California PUC Will Rule Soon on Diablo Canyon’s Future

The fate of Pacific Gas & Electric’s (PG&E’s) Diablo Canyon Power Plant is expected to be decided by year-end, with the California Public Utilities Commission (CPUC) set to hear final arguments about the plant’s future on November 28.

The 2.2-GW nuclear plant has operated near Avila Beach, California, since 1985. A judge in early November supported PG&E’s plan to retire the plant’s two Westinghouse-designed 4-loop pressurized-water reactors when their federal operating licenses expire in 2024 and 2025.

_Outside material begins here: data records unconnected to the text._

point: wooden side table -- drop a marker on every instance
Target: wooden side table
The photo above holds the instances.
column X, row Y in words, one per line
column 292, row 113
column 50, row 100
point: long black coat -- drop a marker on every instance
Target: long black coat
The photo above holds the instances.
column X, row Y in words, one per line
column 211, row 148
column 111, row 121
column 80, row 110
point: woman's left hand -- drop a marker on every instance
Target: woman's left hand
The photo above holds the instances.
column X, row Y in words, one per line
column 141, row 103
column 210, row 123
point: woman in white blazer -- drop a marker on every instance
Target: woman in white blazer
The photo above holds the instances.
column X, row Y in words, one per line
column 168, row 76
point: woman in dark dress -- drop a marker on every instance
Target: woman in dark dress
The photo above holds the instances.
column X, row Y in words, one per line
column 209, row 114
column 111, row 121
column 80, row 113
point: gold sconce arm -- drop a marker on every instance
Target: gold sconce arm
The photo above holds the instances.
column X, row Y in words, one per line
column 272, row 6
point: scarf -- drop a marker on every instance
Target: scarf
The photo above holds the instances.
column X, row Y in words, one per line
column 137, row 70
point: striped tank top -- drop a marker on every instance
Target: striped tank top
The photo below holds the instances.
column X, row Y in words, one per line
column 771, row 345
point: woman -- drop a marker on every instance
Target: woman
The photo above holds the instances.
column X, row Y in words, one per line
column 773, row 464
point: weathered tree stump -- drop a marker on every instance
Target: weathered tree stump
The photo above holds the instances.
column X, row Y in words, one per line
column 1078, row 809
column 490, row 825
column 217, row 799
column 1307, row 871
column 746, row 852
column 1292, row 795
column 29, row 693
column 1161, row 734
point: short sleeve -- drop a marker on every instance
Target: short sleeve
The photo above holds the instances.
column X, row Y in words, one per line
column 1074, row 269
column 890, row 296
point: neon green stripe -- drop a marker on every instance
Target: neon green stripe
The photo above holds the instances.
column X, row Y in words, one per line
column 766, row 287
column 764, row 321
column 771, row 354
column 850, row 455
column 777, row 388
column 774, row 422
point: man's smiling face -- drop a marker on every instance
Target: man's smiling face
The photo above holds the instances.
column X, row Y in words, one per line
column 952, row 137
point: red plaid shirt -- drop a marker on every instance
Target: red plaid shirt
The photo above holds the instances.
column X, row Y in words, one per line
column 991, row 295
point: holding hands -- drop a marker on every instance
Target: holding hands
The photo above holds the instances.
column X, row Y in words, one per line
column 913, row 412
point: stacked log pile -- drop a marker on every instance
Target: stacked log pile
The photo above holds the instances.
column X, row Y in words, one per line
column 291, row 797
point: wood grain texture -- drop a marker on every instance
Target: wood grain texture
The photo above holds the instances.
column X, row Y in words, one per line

PG&E has said several factors entered into its decision to shutter the plant, which is the last operating nuclear facility in California. On its website, the utility says, “California’s energy landscape is changing dramatically. State policies that focus on renewables and energy efficiency, coupled with projected lower customer electricity demand in the future, will result in a significant reduction in the need for electricity produced by Diablo Canyon Power Plant past 2025.”

Proponents of keeping the plant in operation argue it was built to last a century. Californians for Green Nuclear Power say nuclear power is more efficient than renewable sources, such as solar and wind, and contend that electricity costs for PG&E ratepayers will rise significantly if the plant closes. They also say safety concerns about the plant have been overstated.

The safety of the plant has been at the forefront of arguments against its continued operation, particularly after the Fukushima disaster in Japan in 2011. Diablo Canyon is located near two major faults—Hosgri and San Gregorio—and concerns about seismic activity in the region have been cited often by the plant’s opponents, most notably The Utility Reform Network (TURN), a San Francisco-based ratepayer advocacy group. PG&E in 2015 submitted documents to the federal Nuclear Regulatory Commission (NRC) that said the plant could safely withstand earthquakes, tsunamis, and flooding, of particular importance due to Diablo Canyon’s seaside location.

TURN and others also note problems with another now-shuttered nuclear plant in Southern California, the San Onofre Nuclear Generating Station (SONGS), as evidence nuclear power is unsafe. San Onofre—taken offline in 2012—was permanently closed in 2013 due to a flawed design that resulted in leaking tubes in steam generators installed in 2010 and 2011 as part of upgrades at the plant. SONGS’s first unit—decommissioned in 1992—began operation in 1968; Units 2 and 3 came online in 1983 and 1984, respectively.

TURN earlier this year won a case it brought against PG&E; the group asked the CPUC not to allow the utility to pass along the costs of decommissioning Diablo Canyon to ratepayers. The CPUC in May rejected nearly $1.4 billion, or 91%, of PG&E’s proposed rate increase to pay for the decommissioning.

TURN has said that closing Diablo Canyon “in the mid-2020s gives plenty of time for the state to plan for replacement options.”

The Diablo Canyon closure would bring an end to nuclear power plants in California, but not nuclear power; part of Southern California continues to receive electricity from the 4-GW Palo Verde nuclear plant in Arizona, which is partly owned by Southern California Edison (SCE), the Los Angeles Department of Water and Power, and the Southern California Public Power Authority. Nuclear generation in California dates to the 1957 opening of PG&E’s Vallecitos plant, and the Santa Susana plant operated by SCE. Six nuclear plants have operated in the state at various times over the past 60 years.

The shuttering of Diablo Canyon would leave just one nuclear plant—the Columbia Generating Station near Richland, Washington, a POWER Top Plant in 2017—operating on the U.S. West Coast.